Dnf search openjdk fails with Curl error (6): mirrorlist.centos.org

I recently installed Rocky Linux 9.4. When I run dnf search openjdk I ends in this failure:
Error: Failed to download metadata for repo ‘appstream’: Cannot prepare internal mirrorlist: Curl error (6): Couldn’t resolve host name for http[colon]//mirrorlist[dot]centos[dot]org/?release=9-stream&arch=x86_64&repo=AppStream&infra=stock [Could not resolve host: mirrorlist.centos.org]

I was surprised to see the centos.org reference. Is that to be expected?

This was a fresh install, however, the last step I did was restore files via tar from centos 8 stream previously on this host. I used the ‘k’ option of tar to prevent overwrite of existing files. Now I’m worried I may have inadvertently place old centos configuration on the system.

With kind regards, -Randy

No. You’ve added repo files from CentOS. The repo files in Rocky Linux 9 are much different from CentOS 8, so using k with tar wouldn’t have helped here. Go through /etc/yum.repos.d and remove any CentOS repo file you have, and you should be fine to run dnf again.

This “was” a fresh install, not any more.

Restoring from backup, may not overwrite files with the same name, but it can create lots of files from the backup that have different names.

Hi nazunalika & gerry. Thanks for the response. This has confirmed my fear. I’m going to set aside next Saturday to reinstall then be much more careful during the restore step.

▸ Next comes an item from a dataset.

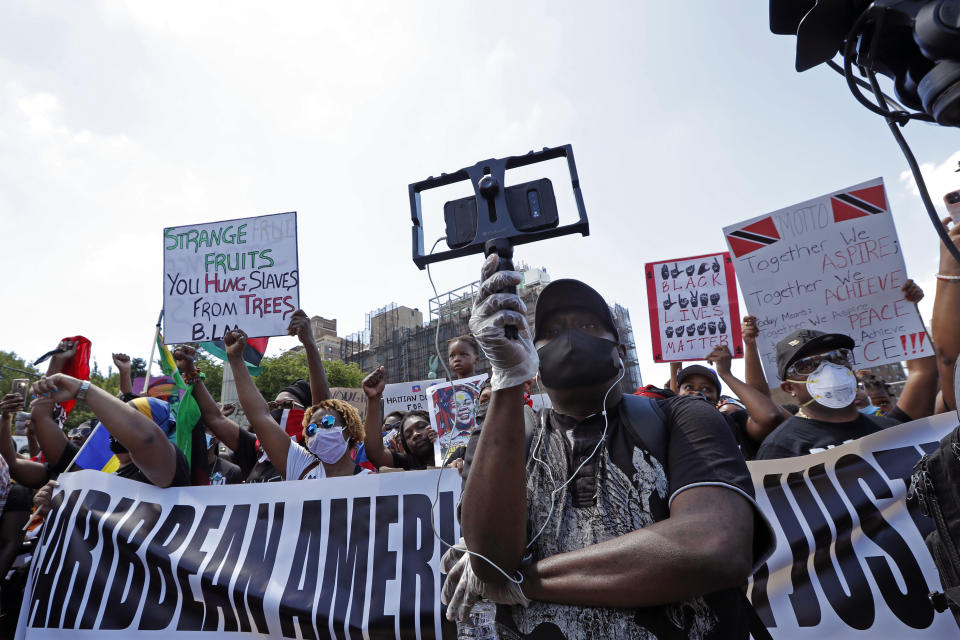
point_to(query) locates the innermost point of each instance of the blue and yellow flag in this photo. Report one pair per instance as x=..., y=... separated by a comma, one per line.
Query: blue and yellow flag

It will be good too because I’ll have another opportunity to run through the cups and nfs setup. One of the problems with reliable software is one tends to forget items involved in setup one did a few years back. With kind regards, -Randy

One can use “rpm -qf filename” to check which package did provide that filename.
The rpm will say, e.g. file /etc/yum.repos.d/cuda-rhel9.repo is not owned by any package and I would know that cuda-rhel9.repo is my doing. Alas, the installer does create some files too, so some “not owned” files are actually intentional and vital for the system to to function.


Restore from tarball does belong to the category of “source installs”, which one should avoid as they are likely to turn into unmanageable.

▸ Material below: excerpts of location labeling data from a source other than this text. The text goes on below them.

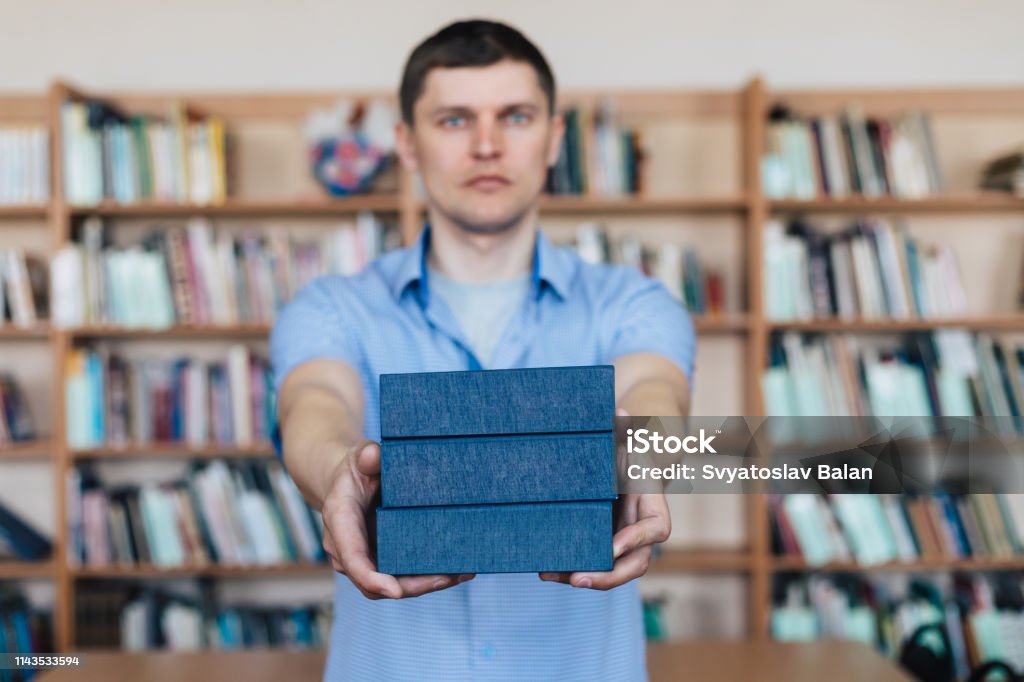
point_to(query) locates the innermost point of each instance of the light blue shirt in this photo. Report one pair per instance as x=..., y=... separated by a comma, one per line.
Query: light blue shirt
x=501, y=627
x=483, y=309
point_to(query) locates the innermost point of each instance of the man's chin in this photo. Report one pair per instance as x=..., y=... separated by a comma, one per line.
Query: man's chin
x=488, y=222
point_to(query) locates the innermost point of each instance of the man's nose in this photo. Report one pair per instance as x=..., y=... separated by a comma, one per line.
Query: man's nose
x=487, y=141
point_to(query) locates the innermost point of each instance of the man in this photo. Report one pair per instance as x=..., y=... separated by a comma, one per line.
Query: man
x=480, y=289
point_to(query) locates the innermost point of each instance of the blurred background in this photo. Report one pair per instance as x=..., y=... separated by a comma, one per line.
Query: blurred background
x=833, y=189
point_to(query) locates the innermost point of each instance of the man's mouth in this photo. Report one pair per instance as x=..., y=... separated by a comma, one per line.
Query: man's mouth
x=487, y=182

There are now configuration management systems. Examples: Ansible, Chef, Puppet.
The Ansible is included in Rocky – package ansible-core – and there is package rhel-system-roles too. The latter is documented by Red Hat in (public) RHEL docs.

Why do I mention these? (They do need some initial investment, like every tool.) Lets say I want port 443/tcp open on firewall. I could have “Ansible playbook” that says so, and Ansible would figure out how to create the actual config in Rocky 9, CentOS 7, etc. Furthermore, this plain text (YAML, actually) play would be easy to backup and redeploy. (In fact, the “cuda-rhel9.repo” I had written with Ansible.) Now I don’t have to remember what I have modified in my machine. I just have to figure out what my plays write to the machine(s). (And check git for earlier versions.) When I first heard about Ansible, a play was described as “complex” – a clear “Hold my beer!” moment.

Hi jlehtone.

Thanks for your post – lots of good info there. This thread reminds me one cannot be good at everything! Experience matters!

In real life I’m software engineer. At home though my wife and daughters expect services, such as print, and nfs-backup, to just work. It was at end end of a long day of getting Rocky Linux 9.4 installed and working, I was mentally tired, but knew I wanted to get back various files, especially those under /home, so off I went, with the tar restore, somehow not really thinking through the consequences :-(.

In my work life we use Red Hat Enterprise GNU/Linux 7 (now moving to 8), so while my main at home machine is System 76 running Pop!_Os, I do want one of my machine to be RHEG/L like – hence CentOS – now Rocky Linux (kudos to all the folks that make RL available!). At work our sys-admins have been rolling out Chef. Alas, several packages we rely on were rpm -e’d off the system!

Cheers, -Randy

Those have user data and do indeed need to be transferred/restored somehow. That part of tar was perfectly sensible. It has only two possible gotchas:

  • Uid/gid/usernames/groups are not in /home but are referred to by those files. Hence, creating accounts to match the data is a thing
  • I have seen user (DE, application, etc) config to act odd. New DE/whatever did use old settings with unexpected results. (Personally, I had Zoom misbehave …). Even the default ~/.bash_profile, ~/.bashrc on Rocky 9 do differ from el8. Merging old customizations … at least one can use ~/.bashrc.d/ in Rocky 9 for “easing the future”

I did think of the UID issue and make sure to pick the correct UID/GUID during account and group creation. I’ll keep an eye out during the reinstall for /home items like the bash profile/run config. Fortunately I run this system as a server and am the only one to login to it.